I am speaking on behalf of World Medical Association, supported by the World Health Professions Alliance (WHPA), representing over 31 million nurses, pharmacists, physical therapists, dentists, and physicians in over 130 countries.
We recognize that to respond to the projected shortage in healthcare workers, many Member States will need to implement unregulated workforce programmes, such as Community-Based Workers (CBW). WHPA acknowledges the need for additional staffing and the advocacy role unregulated workers can play. However, a health care team consisting of regulated and unregulated workforces with different disciplines and skills is central to delivering quality health care.
Patient safety remains of paramount importance and should not be neglected in efforts to bridge gaps in the workforce.
We are encouraged by the Secretariat’s report which states (Clause 13) that CBWs should not be used as a cheaper replacement for regulated health professionals. The workforce should be educated in terms of the breadth and depth of knowledge needed to adequately respond to patient health needs. Regulated health professionals are bound by ethical frameworks and have a scope of practice designed around complex patient needs.
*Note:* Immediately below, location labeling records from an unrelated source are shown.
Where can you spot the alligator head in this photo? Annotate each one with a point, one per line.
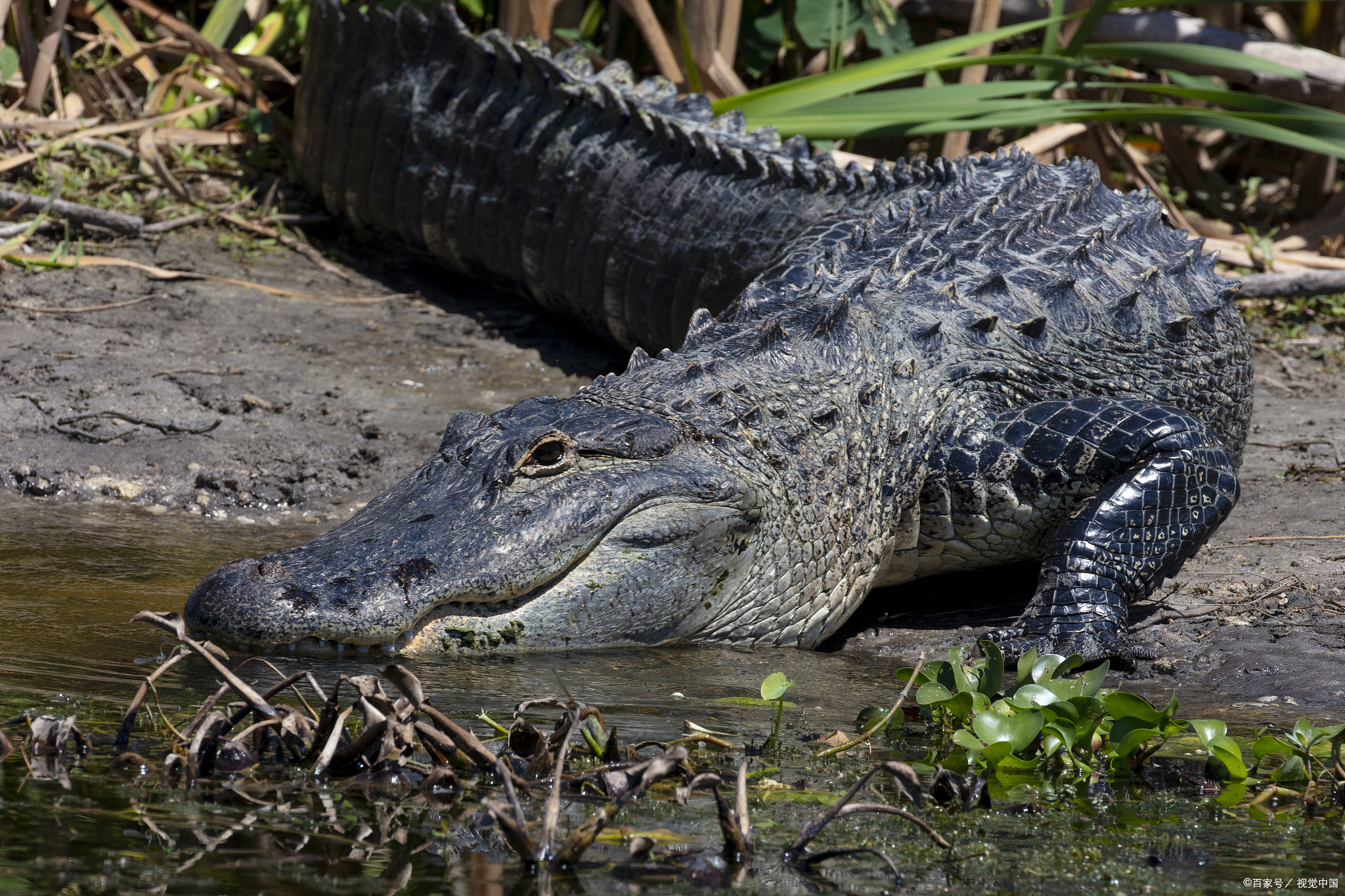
(549, 524)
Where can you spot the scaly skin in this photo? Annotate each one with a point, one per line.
(1005, 362)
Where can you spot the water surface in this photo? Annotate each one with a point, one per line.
(73, 574)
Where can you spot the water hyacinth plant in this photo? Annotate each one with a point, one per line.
(1039, 725)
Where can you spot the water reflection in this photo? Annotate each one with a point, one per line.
(72, 576)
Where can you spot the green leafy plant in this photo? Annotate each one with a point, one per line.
(856, 101)
(772, 689)
(1297, 746)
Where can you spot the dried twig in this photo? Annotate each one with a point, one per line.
(303, 249)
(173, 624)
(43, 70)
(19, 203)
(584, 836)
(133, 710)
(883, 725)
(160, 273)
(552, 815)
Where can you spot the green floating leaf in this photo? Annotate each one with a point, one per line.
(1057, 735)
(1017, 731)
(1210, 729)
(1030, 696)
(775, 685)
(1232, 794)
(967, 740)
(959, 704)
(993, 673)
(1229, 754)
(9, 64)
(1266, 746)
(1292, 770)
(933, 692)
(1122, 704)
(1128, 734)
(1094, 679)
(1025, 664)
(994, 753)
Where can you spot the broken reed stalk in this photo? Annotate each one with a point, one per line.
(584, 836)
(845, 807)
(807, 861)
(173, 624)
(328, 750)
(883, 725)
(552, 813)
(740, 805)
(43, 69)
(892, 811)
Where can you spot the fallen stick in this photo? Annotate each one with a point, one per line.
(102, 131)
(173, 624)
(1296, 284)
(883, 725)
(164, 226)
(162, 273)
(77, 310)
(303, 249)
(204, 47)
(133, 710)
(20, 203)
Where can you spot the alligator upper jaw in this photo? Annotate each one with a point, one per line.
(659, 574)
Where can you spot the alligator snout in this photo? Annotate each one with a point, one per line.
(232, 601)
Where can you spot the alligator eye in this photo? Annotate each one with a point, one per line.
(548, 453)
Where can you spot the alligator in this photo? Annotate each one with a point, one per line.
(879, 375)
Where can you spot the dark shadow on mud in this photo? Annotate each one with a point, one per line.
(562, 341)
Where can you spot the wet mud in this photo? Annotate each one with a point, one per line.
(229, 402)
(240, 408)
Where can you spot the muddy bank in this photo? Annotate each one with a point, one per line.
(218, 399)
(240, 408)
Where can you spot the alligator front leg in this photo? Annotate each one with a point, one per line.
(1164, 485)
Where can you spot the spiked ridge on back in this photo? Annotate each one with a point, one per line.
(881, 375)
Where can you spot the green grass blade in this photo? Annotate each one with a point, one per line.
(802, 92)
(221, 20)
(1051, 41)
(1188, 54)
(1086, 27)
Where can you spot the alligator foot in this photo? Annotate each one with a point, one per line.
(1094, 641)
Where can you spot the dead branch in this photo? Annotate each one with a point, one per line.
(20, 203)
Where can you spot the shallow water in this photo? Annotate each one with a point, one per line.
(72, 575)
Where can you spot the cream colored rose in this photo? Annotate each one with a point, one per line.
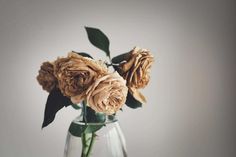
(135, 69)
(107, 94)
(76, 73)
(46, 77)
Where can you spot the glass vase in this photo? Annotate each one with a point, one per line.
(100, 140)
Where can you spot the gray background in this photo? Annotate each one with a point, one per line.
(191, 96)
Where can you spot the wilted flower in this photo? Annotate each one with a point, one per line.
(135, 69)
(107, 94)
(76, 73)
(46, 77)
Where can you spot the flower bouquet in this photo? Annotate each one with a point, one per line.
(99, 89)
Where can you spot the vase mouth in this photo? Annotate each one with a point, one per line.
(109, 119)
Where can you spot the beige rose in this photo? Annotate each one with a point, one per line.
(76, 73)
(135, 69)
(46, 77)
(107, 94)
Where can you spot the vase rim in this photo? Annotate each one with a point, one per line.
(109, 119)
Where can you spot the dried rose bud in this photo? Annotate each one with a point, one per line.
(76, 73)
(135, 68)
(46, 77)
(107, 94)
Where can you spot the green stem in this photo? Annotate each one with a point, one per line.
(91, 144)
(87, 144)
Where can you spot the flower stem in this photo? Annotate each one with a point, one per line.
(88, 140)
(91, 144)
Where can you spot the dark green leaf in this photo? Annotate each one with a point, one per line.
(98, 39)
(132, 102)
(93, 128)
(76, 106)
(55, 102)
(120, 58)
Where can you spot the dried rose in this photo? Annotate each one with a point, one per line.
(135, 69)
(76, 73)
(46, 77)
(107, 94)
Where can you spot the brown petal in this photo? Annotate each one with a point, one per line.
(137, 95)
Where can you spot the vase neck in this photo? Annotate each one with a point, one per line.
(97, 118)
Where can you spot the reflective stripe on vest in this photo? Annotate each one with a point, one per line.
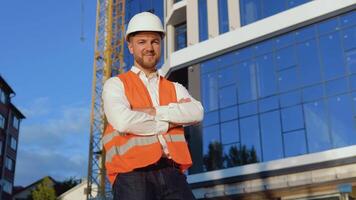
(135, 141)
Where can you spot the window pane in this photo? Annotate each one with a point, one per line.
(294, 143)
(316, 123)
(349, 37)
(313, 93)
(305, 33)
(2, 121)
(351, 60)
(348, 19)
(271, 136)
(211, 118)
(309, 62)
(284, 40)
(228, 113)
(230, 132)
(336, 86)
(244, 54)
(227, 76)
(248, 109)
(246, 81)
(264, 47)
(285, 57)
(180, 36)
(288, 79)
(250, 135)
(266, 77)
(290, 98)
(341, 121)
(292, 118)
(269, 103)
(228, 96)
(210, 91)
(271, 7)
(332, 58)
(328, 26)
(211, 134)
(250, 11)
(203, 20)
(223, 16)
(209, 65)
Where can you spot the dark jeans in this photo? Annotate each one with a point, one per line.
(166, 183)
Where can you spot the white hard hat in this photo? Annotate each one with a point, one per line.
(144, 21)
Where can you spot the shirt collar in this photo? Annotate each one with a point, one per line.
(138, 71)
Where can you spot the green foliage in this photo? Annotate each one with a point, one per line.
(44, 191)
(65, 185)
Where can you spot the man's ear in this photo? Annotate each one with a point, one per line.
(129, 46)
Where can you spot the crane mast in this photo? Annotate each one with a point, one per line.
(108, 62)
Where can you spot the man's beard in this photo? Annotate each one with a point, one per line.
(146, 65)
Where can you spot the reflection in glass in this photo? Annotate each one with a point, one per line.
(313, 93)
(271, 136)
(288, 79)
(250, 134)
(292, 118)
(210, 91)
(317, 126)
(223, 16)
(266, 77)
(230, 132)
(349, 37)
(331, 54)
(228, 96)
(246, 81)
(211, 134)
(290, 98)
(337, 86)
(203, 20)
(342, 122)
(248, 109)
(351, 60)
(228, 113)
(308, 62)
(294, 143)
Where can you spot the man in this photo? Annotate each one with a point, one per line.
(146, 152)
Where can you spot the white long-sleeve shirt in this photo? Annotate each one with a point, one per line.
(119, 114)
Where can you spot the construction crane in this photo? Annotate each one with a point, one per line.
(108, 62)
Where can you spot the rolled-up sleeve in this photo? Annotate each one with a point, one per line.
(119, 114)
(181, 113)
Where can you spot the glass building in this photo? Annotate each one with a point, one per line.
(277, 80)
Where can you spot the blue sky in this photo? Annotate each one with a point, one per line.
(50, 69)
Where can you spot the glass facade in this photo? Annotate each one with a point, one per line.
(203, 20)
(286, 96)
(136, 6)
(254, 10)
(223, 16)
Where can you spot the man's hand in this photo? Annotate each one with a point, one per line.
(150, 111)
(184, 100)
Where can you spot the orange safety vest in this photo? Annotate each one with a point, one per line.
(127, 151)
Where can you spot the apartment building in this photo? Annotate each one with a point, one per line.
(277, 80)
(10, 119)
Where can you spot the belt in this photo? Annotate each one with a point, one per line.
(160, 164)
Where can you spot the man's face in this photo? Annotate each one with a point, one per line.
(146, 49)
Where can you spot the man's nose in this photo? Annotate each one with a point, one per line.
(149, 47)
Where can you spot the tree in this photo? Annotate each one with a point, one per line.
(44, 191)
(66, 185)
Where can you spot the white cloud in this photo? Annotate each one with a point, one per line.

WHPA stresses the need for planning and monitoring in order to avoid creating fragmented systems that fail to meet the total needs of patients. Programmes need to be implemented in a strategic way that does not lead to a series of disconnected services but are able to scale effective evidence-based care and multidisciplinary models that include both health professionals and CBWs to improve access to affordable care and form part of UHC. Planning of services should include strategies to increase the motivation and progression of regulated health professionals and unregulated workers.
WHPA calls upon Member States to implement the WHO guidelines on health policy and system support to optimise the effective incorporation of unregulated workers into health systems.